Damaris Eugenia Dinaeugeniadamaris@gmail.com

Luan Fernando Mendesluan.mendes14@hotmail.com

Graduandos em Engenharia Agronômica – Centro Universitário Sudoeste Paulista (UNIFSP)

Bruno Novaes Menezes MartinsEngenheiro agrônomo, doutor em Horticultura e professor – UNIFSP – brunonovaes17@hotmail.com

O óleo de neem é um inseticida orgânico obtido a partir da prensagem a frio de sementes da árvore de neem (Azadirachta indica), na forma de óleo puro. O principal componente biológico ativo do neem é a azadiractina, um tetranortriterpenoide limonoide solúvel em água e álcool, encontrado principalmente nas sementes.

A azadiractina não mata imediatamente os insetos, porém, causa distúrbios fisiológicos, alterando o desenvolvimento e a funcionalidade de várias espécies de pragas, principalmente devido ao seu efeito de repelência alimentar, interrupção do crescimento e do processo reprodutivo.

Atuação

Sabe-se que a substância repele ou reduz de forma significativa a ingestão de alimentos de várias pragas agrícolas. O componente químico é tão potente que um simples traço da sua presença impede que alguns insetos cheguem até a tocar as plantas.

A substância apresenta uma semelhança estrutural ao hormônio chamado “ecdysona”, que controla o processo de metamorfose das diversas fases da vida do inseto. Diante dessa semelhança estrutural, a azadiractina irá atuar como bloqueador da produção e liberação desse hormônio, o que causa deformidade, ou até interrupção da troca do exoesqueleto, portanto, os insetos não fazem a troca periódica do exoesqueleto, interferindo negativamente no seu ciclo de vida.

Prejuízos

O bicho-mineiro causa grandes perdas à produção de café, quando não controlado. Da ordem Lepidotptera, essa mariposa, com coloração branca-prateada, a Leucoptera coffeella na fase de lagarta penetra diretamente no mesófilo foliar (ficando entre as duas camadas da epiderme), no qual se alimenta do parênquima paliçádico ocasionando as chamadas “minas”, provocando a destruição da estrutura.

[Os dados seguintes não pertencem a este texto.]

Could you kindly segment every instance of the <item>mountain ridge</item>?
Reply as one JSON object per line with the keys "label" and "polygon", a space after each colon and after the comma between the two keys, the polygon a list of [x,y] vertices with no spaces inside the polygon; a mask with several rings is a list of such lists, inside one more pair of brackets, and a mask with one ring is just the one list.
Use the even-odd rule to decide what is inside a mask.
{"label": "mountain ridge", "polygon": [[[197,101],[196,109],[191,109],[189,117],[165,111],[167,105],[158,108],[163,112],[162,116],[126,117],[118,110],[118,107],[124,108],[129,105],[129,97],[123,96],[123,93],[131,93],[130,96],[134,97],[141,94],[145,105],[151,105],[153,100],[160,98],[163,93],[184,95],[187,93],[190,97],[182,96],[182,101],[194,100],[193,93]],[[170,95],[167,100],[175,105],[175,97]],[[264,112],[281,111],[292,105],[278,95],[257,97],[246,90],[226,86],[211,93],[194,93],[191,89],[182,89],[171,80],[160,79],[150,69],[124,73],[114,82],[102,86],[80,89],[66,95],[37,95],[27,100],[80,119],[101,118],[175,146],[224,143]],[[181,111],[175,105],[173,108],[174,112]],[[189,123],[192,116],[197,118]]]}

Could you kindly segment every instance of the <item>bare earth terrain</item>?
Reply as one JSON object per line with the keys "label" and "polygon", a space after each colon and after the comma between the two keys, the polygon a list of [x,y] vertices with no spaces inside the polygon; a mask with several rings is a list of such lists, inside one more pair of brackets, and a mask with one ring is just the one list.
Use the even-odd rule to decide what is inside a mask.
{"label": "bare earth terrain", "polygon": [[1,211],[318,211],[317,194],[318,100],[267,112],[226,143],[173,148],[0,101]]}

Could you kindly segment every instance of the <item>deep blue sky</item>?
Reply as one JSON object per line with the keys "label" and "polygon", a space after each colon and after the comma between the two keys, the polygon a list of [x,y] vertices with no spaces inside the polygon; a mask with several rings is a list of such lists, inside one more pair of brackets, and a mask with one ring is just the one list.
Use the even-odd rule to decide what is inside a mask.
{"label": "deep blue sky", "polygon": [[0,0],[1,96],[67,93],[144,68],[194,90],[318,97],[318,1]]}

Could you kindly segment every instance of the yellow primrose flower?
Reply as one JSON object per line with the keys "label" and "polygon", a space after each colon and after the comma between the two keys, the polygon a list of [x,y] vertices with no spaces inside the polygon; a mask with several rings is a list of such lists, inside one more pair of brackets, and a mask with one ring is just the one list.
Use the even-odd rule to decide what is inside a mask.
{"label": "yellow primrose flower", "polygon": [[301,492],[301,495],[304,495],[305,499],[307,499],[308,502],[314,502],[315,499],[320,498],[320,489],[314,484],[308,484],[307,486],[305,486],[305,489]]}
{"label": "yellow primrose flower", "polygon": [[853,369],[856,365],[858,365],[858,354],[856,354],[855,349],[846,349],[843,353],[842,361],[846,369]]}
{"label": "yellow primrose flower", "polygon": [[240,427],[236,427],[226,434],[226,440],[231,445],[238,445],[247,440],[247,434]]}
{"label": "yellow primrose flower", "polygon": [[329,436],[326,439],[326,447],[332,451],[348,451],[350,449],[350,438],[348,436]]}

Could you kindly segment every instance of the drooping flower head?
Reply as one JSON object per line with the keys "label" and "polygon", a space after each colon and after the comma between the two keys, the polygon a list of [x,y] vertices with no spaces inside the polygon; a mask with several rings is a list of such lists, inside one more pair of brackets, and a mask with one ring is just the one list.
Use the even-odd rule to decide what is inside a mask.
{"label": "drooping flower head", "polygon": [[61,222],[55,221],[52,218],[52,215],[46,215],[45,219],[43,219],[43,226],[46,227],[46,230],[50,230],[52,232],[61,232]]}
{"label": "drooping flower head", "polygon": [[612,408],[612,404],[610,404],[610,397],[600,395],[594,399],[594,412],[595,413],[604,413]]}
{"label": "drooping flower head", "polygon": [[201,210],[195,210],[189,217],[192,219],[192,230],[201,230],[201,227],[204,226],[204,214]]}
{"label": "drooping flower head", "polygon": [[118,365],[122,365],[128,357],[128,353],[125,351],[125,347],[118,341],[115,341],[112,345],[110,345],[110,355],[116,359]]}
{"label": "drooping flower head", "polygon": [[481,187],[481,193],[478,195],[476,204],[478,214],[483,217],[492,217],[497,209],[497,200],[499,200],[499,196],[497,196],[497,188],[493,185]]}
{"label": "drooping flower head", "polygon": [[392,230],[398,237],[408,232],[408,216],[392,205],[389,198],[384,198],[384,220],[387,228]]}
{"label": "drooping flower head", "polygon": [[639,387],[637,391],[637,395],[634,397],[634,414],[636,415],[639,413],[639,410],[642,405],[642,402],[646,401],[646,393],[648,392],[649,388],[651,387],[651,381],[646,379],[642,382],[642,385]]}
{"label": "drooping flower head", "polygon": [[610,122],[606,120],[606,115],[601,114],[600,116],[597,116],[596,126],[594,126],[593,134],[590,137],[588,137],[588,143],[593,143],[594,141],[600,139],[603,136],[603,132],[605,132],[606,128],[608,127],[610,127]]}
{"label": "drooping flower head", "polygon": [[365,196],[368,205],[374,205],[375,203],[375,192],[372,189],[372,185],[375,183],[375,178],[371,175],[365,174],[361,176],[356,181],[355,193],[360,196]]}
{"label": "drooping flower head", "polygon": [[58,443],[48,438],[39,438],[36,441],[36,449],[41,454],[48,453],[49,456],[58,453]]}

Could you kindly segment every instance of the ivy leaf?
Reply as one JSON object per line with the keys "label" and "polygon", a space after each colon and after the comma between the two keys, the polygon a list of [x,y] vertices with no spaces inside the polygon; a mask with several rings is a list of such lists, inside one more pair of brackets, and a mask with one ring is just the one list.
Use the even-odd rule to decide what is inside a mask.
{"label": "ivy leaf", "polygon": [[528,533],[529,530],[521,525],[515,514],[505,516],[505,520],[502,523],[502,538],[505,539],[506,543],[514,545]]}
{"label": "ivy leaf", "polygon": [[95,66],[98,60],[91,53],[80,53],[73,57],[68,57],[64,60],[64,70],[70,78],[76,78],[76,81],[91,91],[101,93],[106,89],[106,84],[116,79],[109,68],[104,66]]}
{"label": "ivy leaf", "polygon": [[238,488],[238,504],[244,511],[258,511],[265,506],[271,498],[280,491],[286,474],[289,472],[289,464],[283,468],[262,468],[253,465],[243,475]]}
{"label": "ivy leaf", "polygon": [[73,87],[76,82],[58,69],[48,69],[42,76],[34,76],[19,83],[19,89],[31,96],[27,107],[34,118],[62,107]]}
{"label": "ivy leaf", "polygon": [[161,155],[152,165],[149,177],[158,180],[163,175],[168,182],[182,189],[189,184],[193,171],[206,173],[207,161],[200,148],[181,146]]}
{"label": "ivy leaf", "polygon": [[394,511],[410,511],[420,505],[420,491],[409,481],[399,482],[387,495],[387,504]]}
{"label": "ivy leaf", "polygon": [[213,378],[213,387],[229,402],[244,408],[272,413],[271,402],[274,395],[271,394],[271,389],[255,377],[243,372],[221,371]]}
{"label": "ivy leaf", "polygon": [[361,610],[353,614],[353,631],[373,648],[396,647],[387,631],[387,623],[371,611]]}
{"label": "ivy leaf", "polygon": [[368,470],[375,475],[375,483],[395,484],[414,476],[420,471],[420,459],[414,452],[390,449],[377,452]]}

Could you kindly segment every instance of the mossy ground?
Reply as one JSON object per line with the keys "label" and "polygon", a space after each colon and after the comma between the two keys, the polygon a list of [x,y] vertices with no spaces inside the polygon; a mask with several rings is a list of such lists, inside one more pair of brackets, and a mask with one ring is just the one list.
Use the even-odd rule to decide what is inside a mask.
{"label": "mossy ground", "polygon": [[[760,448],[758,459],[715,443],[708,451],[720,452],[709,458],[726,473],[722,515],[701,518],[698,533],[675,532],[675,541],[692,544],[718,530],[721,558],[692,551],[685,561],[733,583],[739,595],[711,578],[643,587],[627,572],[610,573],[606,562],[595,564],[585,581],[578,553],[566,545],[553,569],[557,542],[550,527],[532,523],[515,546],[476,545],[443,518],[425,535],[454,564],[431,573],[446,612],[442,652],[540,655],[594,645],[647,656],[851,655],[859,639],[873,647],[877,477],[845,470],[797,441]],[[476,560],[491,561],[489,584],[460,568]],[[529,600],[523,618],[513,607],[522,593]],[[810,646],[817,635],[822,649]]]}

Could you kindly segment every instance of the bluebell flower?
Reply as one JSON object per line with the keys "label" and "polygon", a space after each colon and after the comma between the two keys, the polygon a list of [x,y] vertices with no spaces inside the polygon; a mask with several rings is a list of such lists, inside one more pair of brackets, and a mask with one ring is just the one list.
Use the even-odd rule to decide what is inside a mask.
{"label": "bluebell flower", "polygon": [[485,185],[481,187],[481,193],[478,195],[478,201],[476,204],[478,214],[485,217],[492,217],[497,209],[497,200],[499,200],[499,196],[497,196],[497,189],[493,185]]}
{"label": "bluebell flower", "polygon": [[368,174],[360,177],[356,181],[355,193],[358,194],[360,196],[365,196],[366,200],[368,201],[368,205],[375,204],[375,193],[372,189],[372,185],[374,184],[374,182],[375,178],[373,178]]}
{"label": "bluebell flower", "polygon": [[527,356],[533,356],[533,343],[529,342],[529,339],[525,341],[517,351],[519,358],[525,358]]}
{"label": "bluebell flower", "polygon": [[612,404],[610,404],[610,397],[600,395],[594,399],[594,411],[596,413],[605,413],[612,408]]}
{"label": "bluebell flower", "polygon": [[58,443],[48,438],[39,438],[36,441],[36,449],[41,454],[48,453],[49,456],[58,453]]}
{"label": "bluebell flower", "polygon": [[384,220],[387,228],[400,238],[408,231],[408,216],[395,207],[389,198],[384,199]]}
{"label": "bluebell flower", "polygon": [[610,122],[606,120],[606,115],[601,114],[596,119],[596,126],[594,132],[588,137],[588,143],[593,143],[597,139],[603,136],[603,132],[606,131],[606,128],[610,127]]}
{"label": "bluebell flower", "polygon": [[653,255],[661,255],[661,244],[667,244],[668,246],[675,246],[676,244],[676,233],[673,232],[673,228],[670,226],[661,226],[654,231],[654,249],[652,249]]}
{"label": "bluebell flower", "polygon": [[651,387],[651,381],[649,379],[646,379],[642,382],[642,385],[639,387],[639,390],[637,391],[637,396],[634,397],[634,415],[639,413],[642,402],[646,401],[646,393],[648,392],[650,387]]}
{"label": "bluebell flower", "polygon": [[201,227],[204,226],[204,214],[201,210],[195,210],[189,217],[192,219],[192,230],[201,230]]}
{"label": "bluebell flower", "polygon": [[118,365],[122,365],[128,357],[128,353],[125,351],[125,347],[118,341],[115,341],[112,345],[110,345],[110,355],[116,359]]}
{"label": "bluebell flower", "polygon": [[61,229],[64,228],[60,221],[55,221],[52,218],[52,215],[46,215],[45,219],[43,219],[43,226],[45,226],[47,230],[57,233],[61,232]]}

As folhas atacadas caem, prejudicando o processo de fotossíntese, acarretando em diminuição da produção. Dependendo do grau da infestação, a desfolha pode reduzir em até 72% a produção. Os sintomas são mais visíveis na parte alta da planta, onde se observa um grande desfolhamento, quando o ataque é intenso.

Cuidados na aplicação

Segundo Martinez (2002), o óleo inseticida é extraído pela prensagem das sementes, obtendo-se no máximo 47% de óleo, que contém cerca de 10% da azadiractina existente no fruto.

Para a produção dos extratos deve-se triturar as sementes ou frutos em água, deixando a mistura descansar por 12 horas e filtrando-se o líquido obtido. O mesmo procedimento pode ser usado para folhas frescas ou secas, no entanto, o que vai diferenciar é a concentração de azadiractina no extrato obtido, que normalmente será inferior.

Eficiência

Segundo a Embrapa, para maior eficiência, a aplicação do produto do extrato de semente de neem (10 g/L azadiractina) deve ser feita nos ovos do bicho-mineiro, nas concentrações de 0,025 a 0,1 g/L, o que causa inibição na formação de minas nas folhas.

Estudos apontam que a redução do número de ovos de bicho-mineiro após a aplicação do óleo é de 50%, comparado a plantas não tratadas.

No caso da aplicação em folhas com minas em estádio inicial (qualquer concentração), irá favorecer a paralisação do desenvolvimento do inseto, indicando que o produto apresenta ação translaminar.

A pulverização com óleo de neem em plantas de café (0,125 a 2,5%) demonstrou bons resultados referentes à diminuição de postura e sobrevivência dos ovos. Portanto, pode-se concluir que plantas tratadas com neem provavelmente terão baixa infestação do bicho-mineiro, tanto pela repelência quanto pelo efeito negativo do produto no desenvolvimento da praga.